クリムト展で
今日も良い天気で暑いくらいだった。
エネルギー使う現場が続き、個別に相談も受けてを繰り返し何とかやって来た後で、でも制作の場はしっかり食いしばった結果、輝くような時間を経た。
作品たちも目が眩むようだった。
場も人も作品も、これが答えだと、この世界へ誇れるもの。何処へ出しても恥ずかしくないもの。
そんな訳で熱に浮かされた後の虚脱感。
外を歩いてもフワフワしていた。
毎日ジーパンなので4枚あるのが、ここへ来て3枚破れた。部屋の片づけ、荷物の整理中。いらなくなった本とCDをリュックに入れて売りに行く。その足でジーパン2枚を修理にだして、少し歩いても、まだ眠気がある、と言うかぼーっとしている。
でも良い夢を見た後のようで心地良い。
みんな何とか良い方向には行ってるし、素晴らしい時間も過ごせているし、僕も良い仕事が出来ている。
場での時間が頭を過ぎって行く度、幸せを感じる。
確かにあの場所にいたのだな、とやっぱり夢のようでもある。
他の作品と少し違って、こう言う状態でクリムトは見やすかった。世紀末の世界で退廃と、夢の中でぼんやり漂っていた。クリムトに見えていたのもこんな世界なのかも、とも思う。行ったこともないウィーンを想う。マーラーの甘く切ない音色。この世への執着と滅びの自覚。クリムトの作品も空を飛ぶようなテーマが多かった。
会場を後に歩くと、佐久間さん、と呼びかける声。
あの「楽園としての芸術」展でお世話になり、共に創造し、共に戦った中原さん。
荒野で仲間と出会ったような嬉しさ。ほっとする。
この仕事でこれまで沢山の方と出会ってきたけど、中原さんは特別な存在だ。希有な人だ。もちろん大人としてしっかりした方だし責任感の強い方なのだけど、あんなにピュアな方は珍しい。美に対する素直さ、嘘のなさ、真っ直ぐさが僕は好きだ。

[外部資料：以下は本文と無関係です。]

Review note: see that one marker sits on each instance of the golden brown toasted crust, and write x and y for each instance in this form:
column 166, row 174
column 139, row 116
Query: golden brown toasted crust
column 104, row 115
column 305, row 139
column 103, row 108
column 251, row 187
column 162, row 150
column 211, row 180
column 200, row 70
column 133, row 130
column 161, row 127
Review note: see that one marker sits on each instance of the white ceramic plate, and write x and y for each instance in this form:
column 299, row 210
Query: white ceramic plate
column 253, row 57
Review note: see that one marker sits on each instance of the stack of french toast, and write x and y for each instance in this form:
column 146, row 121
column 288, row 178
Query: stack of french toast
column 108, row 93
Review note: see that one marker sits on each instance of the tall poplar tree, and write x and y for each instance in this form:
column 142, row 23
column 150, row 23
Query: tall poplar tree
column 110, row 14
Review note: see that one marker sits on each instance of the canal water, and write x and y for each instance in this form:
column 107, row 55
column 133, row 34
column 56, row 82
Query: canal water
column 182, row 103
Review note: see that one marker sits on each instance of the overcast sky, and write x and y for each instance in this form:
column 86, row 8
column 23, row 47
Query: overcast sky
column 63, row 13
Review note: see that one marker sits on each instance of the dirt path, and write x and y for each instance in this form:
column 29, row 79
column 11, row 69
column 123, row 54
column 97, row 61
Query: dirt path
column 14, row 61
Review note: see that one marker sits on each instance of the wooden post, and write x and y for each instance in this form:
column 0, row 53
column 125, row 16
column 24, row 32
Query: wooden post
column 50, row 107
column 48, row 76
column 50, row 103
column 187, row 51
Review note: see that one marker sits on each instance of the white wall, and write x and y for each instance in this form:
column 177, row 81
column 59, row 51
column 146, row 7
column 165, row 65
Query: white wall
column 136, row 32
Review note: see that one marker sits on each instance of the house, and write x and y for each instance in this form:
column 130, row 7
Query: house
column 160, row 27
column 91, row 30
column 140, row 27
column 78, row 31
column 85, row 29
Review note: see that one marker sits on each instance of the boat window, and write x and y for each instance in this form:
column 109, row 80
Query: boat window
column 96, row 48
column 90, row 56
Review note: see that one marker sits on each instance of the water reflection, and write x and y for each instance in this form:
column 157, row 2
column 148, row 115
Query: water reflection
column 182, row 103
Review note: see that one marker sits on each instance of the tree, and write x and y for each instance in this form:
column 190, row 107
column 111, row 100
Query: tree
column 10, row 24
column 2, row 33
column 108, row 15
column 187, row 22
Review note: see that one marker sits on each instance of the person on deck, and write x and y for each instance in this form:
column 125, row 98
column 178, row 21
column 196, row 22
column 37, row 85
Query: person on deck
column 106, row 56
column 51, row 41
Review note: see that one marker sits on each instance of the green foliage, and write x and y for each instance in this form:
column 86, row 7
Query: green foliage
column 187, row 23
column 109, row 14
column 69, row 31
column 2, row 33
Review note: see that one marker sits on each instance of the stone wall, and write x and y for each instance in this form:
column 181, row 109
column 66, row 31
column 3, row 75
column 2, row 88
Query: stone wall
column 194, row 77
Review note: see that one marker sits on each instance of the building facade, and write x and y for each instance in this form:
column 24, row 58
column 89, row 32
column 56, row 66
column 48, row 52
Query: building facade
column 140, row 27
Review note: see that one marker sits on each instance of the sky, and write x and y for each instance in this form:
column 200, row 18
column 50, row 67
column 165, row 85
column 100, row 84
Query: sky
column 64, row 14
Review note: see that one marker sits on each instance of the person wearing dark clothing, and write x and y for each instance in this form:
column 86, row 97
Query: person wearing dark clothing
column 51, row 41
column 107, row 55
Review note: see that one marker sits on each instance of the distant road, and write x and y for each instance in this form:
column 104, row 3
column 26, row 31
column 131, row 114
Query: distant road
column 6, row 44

少し立ち話した。内容は書かないでおきましょう。差し障りあるかも知れないですから。
でも元気が出た。困難の中でぶれずに出来るのは真の理解者あってのこと。本当に有り難い限りだ。僕たちのアトリエで生まれている作品の価値は他に無いものだ、知っている人達がいる。
いい加減なものは残らない、と何度も言って来た。信じなかった人もその通りの現実として結果を見てしまった人達もいる。これからもそれは続くだろう。
作品は作家達の心。魂そのもの。情報でも娯楽でも無い。本物は人に響く。そしていつかは正しく知って貰える日が来る。大切なことはなんなのか、何をしなければならないのか、そこからぶれずに、一緒に居る人達が幸せであれる場所を今後も守って行きたいです。
「クリムト展 ウィーンと日本1900」
明日、4月23日より東京都美術館で。皆さまもぜひ。